I agree with Bernie about industrial noise. Modern diesels and electrics do have a kind of sonic sameness, with some differences here and there. That sameness is exacerbated by the small speakers common to small HO and nearly all N scale locomotive models.

So that's where I will pile on to Bernie's specific complaint about sound--that (modern) locomotive sound is indeed so much noise, to which I will add that sound might just be a bridge too far for many smaller models. As a result, nearly all N scale and many HO models end up being expensive, unreliable little industrial noise makers.

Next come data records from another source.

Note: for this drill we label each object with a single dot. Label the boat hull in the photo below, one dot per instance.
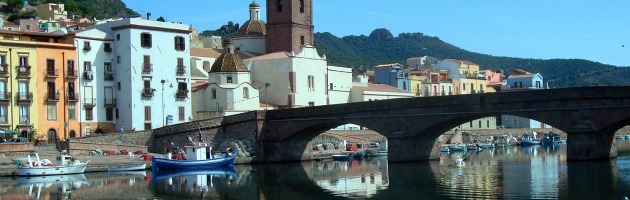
(137, 167)
(161, 163)
(52, 170)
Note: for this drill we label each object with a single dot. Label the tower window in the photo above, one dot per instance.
(279, 6)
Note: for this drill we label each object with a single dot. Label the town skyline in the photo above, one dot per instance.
(542, 30)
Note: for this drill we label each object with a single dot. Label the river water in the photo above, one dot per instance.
(535, 172)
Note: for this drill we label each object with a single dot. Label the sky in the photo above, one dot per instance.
(583, 29)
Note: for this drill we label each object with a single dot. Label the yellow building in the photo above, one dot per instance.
(32, 92)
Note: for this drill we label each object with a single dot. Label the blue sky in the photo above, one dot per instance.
(585, 29)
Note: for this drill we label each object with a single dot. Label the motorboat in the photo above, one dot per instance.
(66, 164)
(195, 156)
(130, 167)
(528, 139)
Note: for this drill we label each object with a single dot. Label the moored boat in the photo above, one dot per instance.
(528, 139)
(195, 157)
(132, 167)
(66, 164)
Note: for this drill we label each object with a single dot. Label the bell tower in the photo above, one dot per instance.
(289, 25)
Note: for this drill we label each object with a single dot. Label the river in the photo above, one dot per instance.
(535, 172)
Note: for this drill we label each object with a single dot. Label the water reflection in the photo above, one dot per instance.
(199, 183)
(55, 187)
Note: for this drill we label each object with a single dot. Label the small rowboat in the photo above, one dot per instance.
(120, 168)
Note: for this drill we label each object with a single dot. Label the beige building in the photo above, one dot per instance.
(50, 11)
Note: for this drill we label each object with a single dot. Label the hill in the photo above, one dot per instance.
(101, 9)
(364, 52)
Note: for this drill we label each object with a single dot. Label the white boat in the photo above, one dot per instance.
(133, 167)
(66, 164)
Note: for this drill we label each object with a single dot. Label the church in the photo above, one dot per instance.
(272, 65)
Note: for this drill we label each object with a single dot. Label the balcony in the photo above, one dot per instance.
(109, 76)
(24, 97)
(147, 68)
(88, 75)
(148, 92)
(89, 102)
(54, 96)
(5, 96)
(181, 69)
(4, 69)
(182, 93)
(73, 96)
(111, 102)
(72, 74)
(24, 71)
(51, 73)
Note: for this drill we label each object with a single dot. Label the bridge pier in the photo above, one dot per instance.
(411, 149)
(590, 145)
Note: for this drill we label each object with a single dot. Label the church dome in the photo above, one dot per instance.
(254, 5)
(228, 62)
(252, 28)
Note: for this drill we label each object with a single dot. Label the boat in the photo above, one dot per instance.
(551, 138)
(133, 167)
(66, 164)
(341, 157)
(375, 152)
(195, 156)
(528, 139)
(486, 145)
(224, 172)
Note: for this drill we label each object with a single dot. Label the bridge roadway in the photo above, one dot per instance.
(589, 115)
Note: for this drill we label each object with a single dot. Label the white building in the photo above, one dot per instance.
(289, 79)
(151, 80)
(251, 36)
(229, 89)
(96, 89)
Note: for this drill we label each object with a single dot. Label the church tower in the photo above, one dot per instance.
(289, 25)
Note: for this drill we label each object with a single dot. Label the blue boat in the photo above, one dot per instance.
(227, 172)
(196, 157)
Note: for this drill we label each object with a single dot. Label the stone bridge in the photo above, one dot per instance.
(589, 115)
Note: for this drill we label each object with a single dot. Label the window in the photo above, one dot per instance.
(51, 112)
(23, 61)
(24, 114)
(279, 5)
(145, 40)
(147, 113)
(72, 112)
(3, 113)
(88, 114)
(311, 83)
(182, 114)
(109, 114)
(180, 43)
(87, 66)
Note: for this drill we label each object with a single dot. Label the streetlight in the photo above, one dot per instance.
(163, 117)
(266, 97)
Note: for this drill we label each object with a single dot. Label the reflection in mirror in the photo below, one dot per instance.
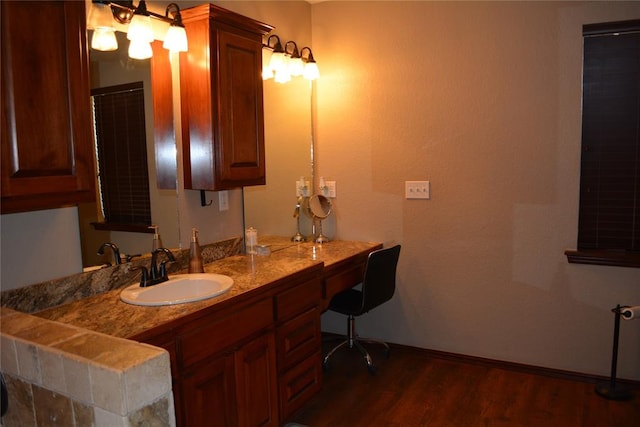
(288, 151)
(110, 69)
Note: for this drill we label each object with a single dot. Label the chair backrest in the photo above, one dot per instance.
(379, 283)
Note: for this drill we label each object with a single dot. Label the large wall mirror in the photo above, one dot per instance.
(288, 140)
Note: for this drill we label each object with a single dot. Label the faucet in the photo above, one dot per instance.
(156, 274)
(114, 249)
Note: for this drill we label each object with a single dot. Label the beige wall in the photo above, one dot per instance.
(483, 100)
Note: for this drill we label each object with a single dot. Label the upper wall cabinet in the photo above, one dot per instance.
(221, 99)
(47, 157)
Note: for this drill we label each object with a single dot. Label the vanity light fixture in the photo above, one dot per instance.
(282, 63)
(104, 35)
(140, 30)
(294, 62)
(278, 61)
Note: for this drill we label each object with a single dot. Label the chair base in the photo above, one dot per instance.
(352, 340)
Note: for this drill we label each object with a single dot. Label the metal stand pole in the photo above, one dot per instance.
(611, 390)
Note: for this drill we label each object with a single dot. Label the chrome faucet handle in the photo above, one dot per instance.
(114, 249)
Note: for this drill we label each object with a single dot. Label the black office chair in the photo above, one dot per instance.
(378, 286)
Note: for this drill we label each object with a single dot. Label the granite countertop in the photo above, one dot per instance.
(106, 313)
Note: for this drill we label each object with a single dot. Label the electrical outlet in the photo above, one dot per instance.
(417, 189)
(223, 201)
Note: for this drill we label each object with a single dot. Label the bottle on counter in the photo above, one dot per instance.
(196, 264)
(251, 240)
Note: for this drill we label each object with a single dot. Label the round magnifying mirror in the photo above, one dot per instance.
(320, 206)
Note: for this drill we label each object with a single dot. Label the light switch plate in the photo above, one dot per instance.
(331, 189)
(417, 189)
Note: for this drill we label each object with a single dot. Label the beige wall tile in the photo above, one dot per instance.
(76, 375)
(108, 389)
(8, 357)
(146, 382)
(109, 419)
(28, 365)
(20, 411)
(52, 409)
(52, 370)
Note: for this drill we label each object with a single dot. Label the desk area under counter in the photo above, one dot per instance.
(258, 346)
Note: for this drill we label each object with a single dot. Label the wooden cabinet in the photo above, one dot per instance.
(299, 344)
(47, 148)
(247, 362)
(235, 388)
(221, 100)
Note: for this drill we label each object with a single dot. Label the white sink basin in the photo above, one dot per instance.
(180, 288)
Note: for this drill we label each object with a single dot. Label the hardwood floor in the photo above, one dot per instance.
(417, 388)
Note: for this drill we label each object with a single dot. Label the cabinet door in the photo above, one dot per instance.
(47, 148)
(257, 383)
(241, 155)
(208, 394)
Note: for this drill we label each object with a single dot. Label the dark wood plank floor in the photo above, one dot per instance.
(416, 388)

One additional data point for this assessment is an experience I had at the 2018 O Scale convention here in Rockville, MD, last year. I was chatting with Tony Koester, and a sound-equipped O scale SW1500 that was running on a nearby modular layout was loud and high quality enough to interrupt our conversation! At this point, I realized that speaker size and installation make a critical difference to the model railroad sound experience.

I'm certainly not opposed to model railroad sound--I just think that tiny locomotive-based speakers might not be the optimal approach. On small layouts, stationary speakers--even cheap ones, like, say, computer speakers--would undoubtedly render sound more dynamically and faithfully than sugar-cube sized speakers encased in moving locomotive shells. They would also allow for other environmental sounds to be mixed in, such as right-of-way sounds (singing wire, something I've touched on previously), nature sounds (cicadas, for example, would be appropriate for the Old Line Corridor's wooded mid-Atlantic locale), and of course, Bernie's dreaded industrial noises.

The moral of the sound part of this story: maybe model rail manufacturers are expecting DCC to do too much, and maybe there are better ways to add the sonic dimension to our model railroads.